Lessons Learned from Pinterest Traffic-based Interlinking Experiments for SEO
https://medium.comCheck out this SEO experiment for internal links from Pinterest. The post breaks down their testing methodologies and how they calculate success for these tests. They test three hypothesis
- A page linked from an internal link would have more traffic than if the page was not linked.
- Traffic increase from linking a new page should be larger than the traffic lost from unlinking an old page.
- Assuming that your new interlinking algorithm assigns scores to destination pages, linking to a page with a higher score should have a higher gain than linking to a page with a lower score.
What did they learn?
- Pick the existing winners. If we are looking for maximum SEO sessions, picking destination pages that already do well in search results (thus driving good SEO traffic sessions) actually help boost more total traffic.

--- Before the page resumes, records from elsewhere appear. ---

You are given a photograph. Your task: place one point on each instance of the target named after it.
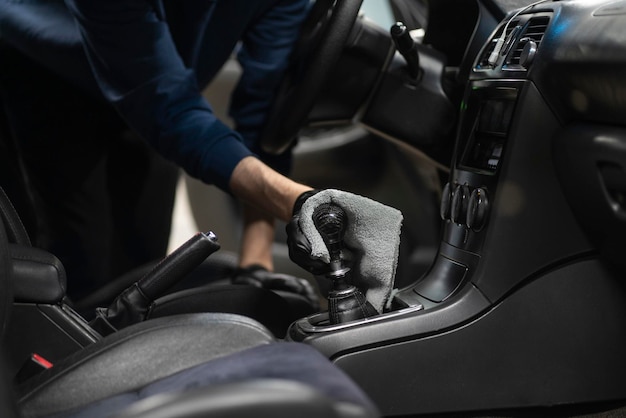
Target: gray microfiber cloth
(372, 234)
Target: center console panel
(514, 311)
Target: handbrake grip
(134, 303)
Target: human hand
(372, 240)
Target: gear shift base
(348, 304)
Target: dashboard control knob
(446, 197)
(458, 210)
(477, 209)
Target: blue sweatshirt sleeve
(138, 69)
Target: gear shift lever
(345, 301)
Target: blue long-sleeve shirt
(151, 59)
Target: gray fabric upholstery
(309, 381)
(136, 356)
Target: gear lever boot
(345, 301)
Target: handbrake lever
(133, 304)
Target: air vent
(533, 31)
(521, 30)
(483, 64)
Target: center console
(515, 296)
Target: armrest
(38, 276)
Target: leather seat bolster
(134, 357)
(38, 276)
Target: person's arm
(139, 71)
(258, 185)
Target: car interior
(496, 127)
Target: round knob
(446, 197)
(330, 221)
(477, 209)
(458, 211)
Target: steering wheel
(323, 36)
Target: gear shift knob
(345, 302)
(330, 221)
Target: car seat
(208, 364)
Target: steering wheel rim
(323, 37)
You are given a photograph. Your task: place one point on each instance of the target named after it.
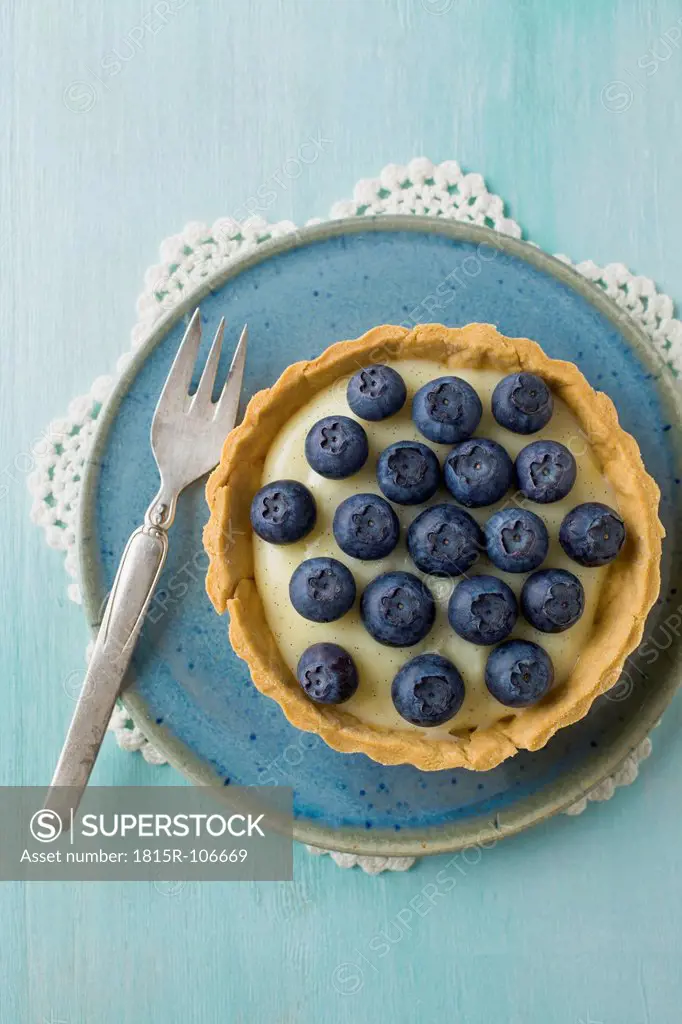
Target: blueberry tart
(436, 546)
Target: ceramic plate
(187, 690)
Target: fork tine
(227, 404)
(179, 378)
(205, 389)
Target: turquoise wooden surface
(118, 129)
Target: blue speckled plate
(194, 696)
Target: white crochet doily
(199, 251)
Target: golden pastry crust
(630, 589)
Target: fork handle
(133, 587)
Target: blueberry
(366, 526)
(518, 673)
(446, 410)
(408, 472)
(592, 534)
(522, 402)
(546, 471)
(327, 673)
(322, 590)
(478, 472)
(336, 446)
(444, 541)
(376, 392)
(428, 690)
(516, 540)
(397, 609)
(552, 600)
(482, 609)
(283, 512)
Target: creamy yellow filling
(378, 665)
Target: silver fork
(186, 437)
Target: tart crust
(631, 587)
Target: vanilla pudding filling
(377, 665)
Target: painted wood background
(120, 123)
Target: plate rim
(554, 797)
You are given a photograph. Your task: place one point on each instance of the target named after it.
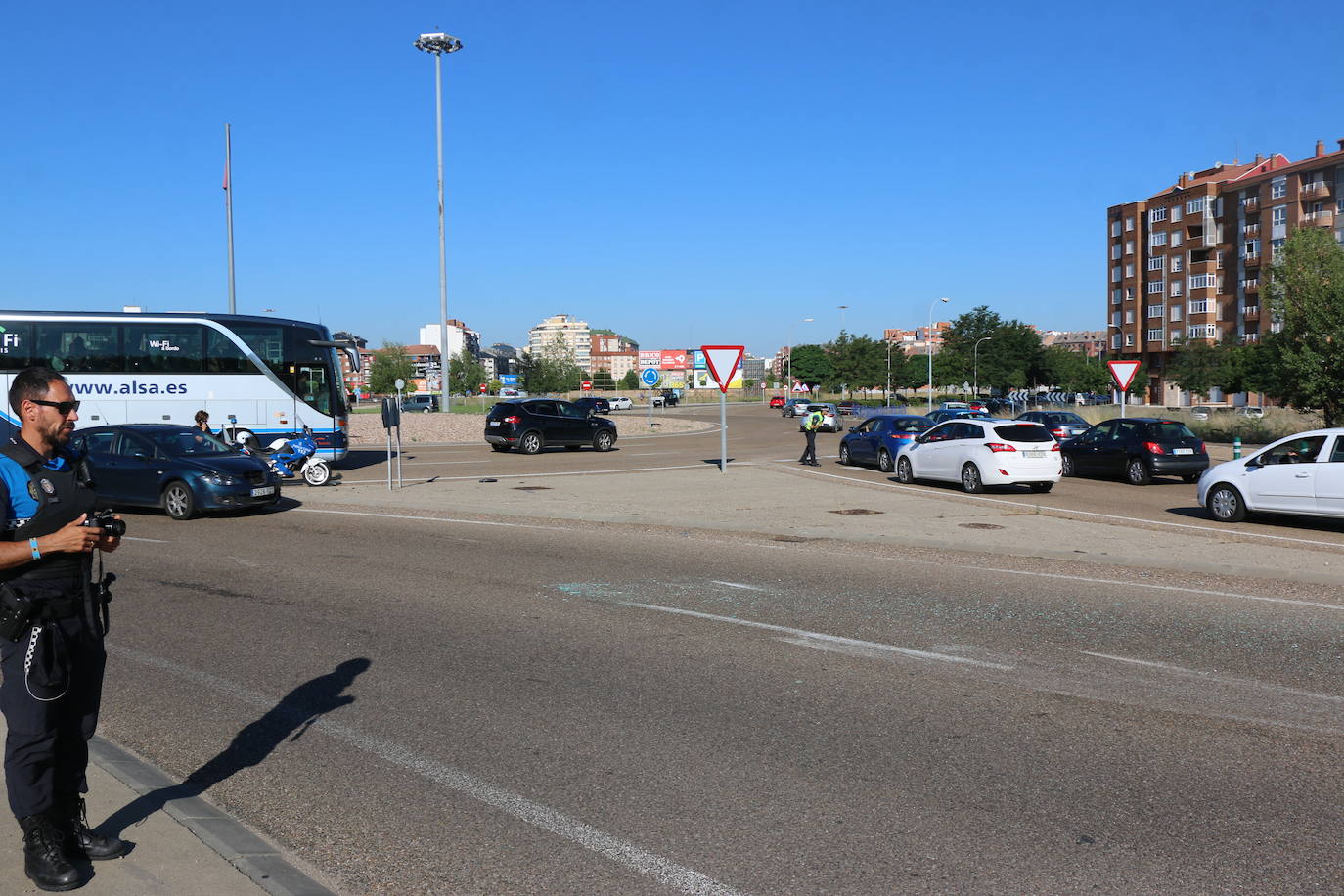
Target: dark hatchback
(1136, 448)
(534, 424)
(176, 468)
(877, 439)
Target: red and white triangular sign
(723, 362)
(1122, 373)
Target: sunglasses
(64, 409)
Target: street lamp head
(438, 43)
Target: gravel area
(367, 428)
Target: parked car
(983, 452)
(956, 413)
(1301, 474)
(176, 468)
(534, 424)
(1062, 425)
(830, 420)
(593, 403)
(1138, 448)
(879, 439)
(424, 403)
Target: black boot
(43, 859)
(83, 842)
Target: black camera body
(108, 521)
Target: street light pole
(929, 348)
(438, 45)
(974, 383)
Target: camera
(107, 521)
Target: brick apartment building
(1187, 262)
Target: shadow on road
(290, 718)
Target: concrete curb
(226, 835)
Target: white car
(983, 452)
(1303, 474)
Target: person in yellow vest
(809, 428)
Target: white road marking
(1046, 508)
(818, 636)
(622, 852)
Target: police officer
(809, 428)
(53, 673)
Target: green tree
(1307, 297)
(464, 373)
(812, 364)
(390, 364)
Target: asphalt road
(500, 708)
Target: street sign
(1122, 373)
(723, 362)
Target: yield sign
(1122, 373)
(723, 362)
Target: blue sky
(708, 171)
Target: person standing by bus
(53, 669)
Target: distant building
(567, 331)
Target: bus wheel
(179, 501)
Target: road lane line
(818, 636)
(622, 852)
(1048, 508)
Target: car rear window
(1023, 432)
(1170, 431)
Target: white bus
(126, 367)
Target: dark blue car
(178, 468)
(877, 439)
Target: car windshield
(1023, 432)
(1168, 431)
(194, 442)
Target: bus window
(173, 348)
(15, 345)
(81, 348)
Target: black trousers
(809, 453)
(46, 749)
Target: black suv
(531, 424)
(594, 403)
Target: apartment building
(1187, 262)
(574, 334)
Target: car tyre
(178, 500)
(530, 443)
(1225, 504)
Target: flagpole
(229, 218)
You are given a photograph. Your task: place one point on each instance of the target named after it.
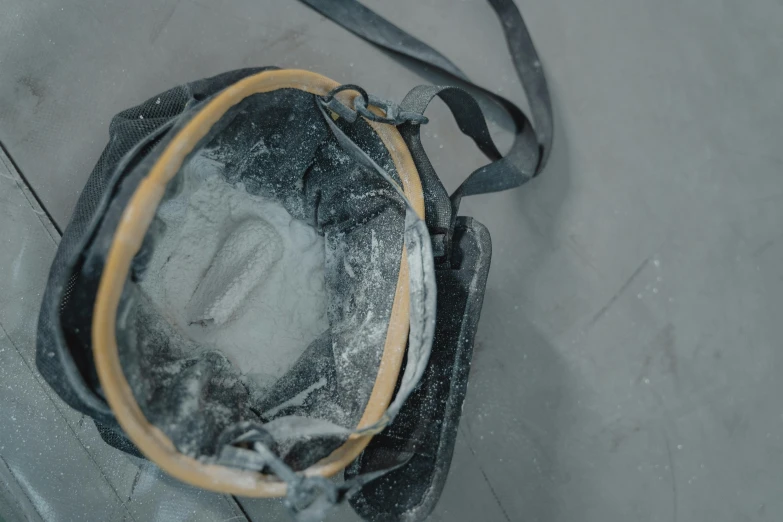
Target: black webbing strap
(530, 151)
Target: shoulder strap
(531, 147)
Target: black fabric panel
(426, 427)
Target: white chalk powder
(236, 272)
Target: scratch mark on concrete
(674, 480)
(158, 28)
(617, 294)
(486, 479)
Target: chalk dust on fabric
(235, 272)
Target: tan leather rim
(135, 221)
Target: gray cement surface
(628, 356)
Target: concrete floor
(628, 355)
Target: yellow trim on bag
(133, 226)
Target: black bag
(394, 246)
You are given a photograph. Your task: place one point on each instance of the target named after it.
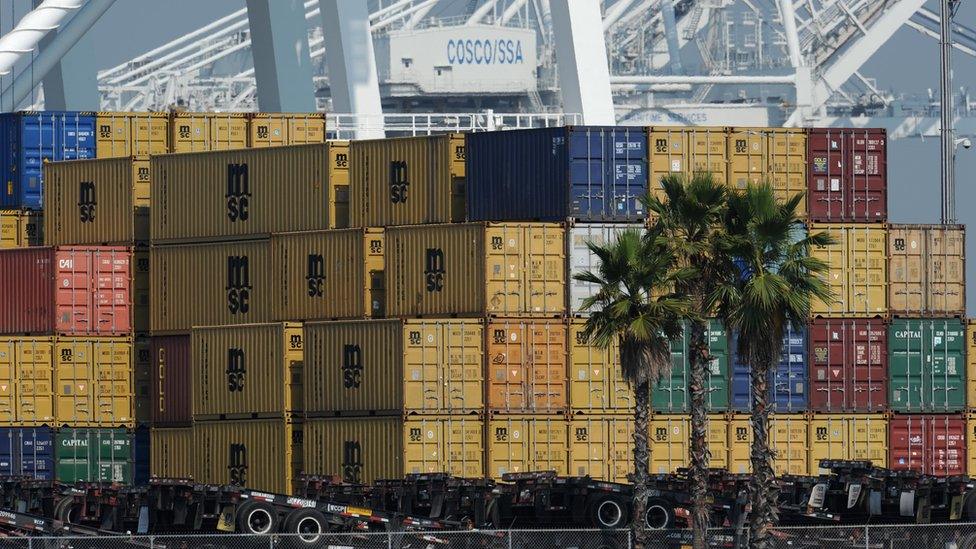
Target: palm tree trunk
(700, 455)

- Existing SERP (search engine results pages) ranking is more sticky than you might think. As you might expect, when we point an internal link to a new page, the new page receives a boost of traffic from the search engines. We typically see this increase within 2 weeks. Surprisingly, when the internal link no longer points to an old page, the old page does not suffer much. (The metrics stay flat for 8 weeks.)
- Expect fast results. We acknowledge that the time to impact for new internal links depends heavily on the domain, crawl rate, etc. With that said, we have seen the traffic shifts start as soon as within 4 days and stabilize as fast as approximately 2 weeks.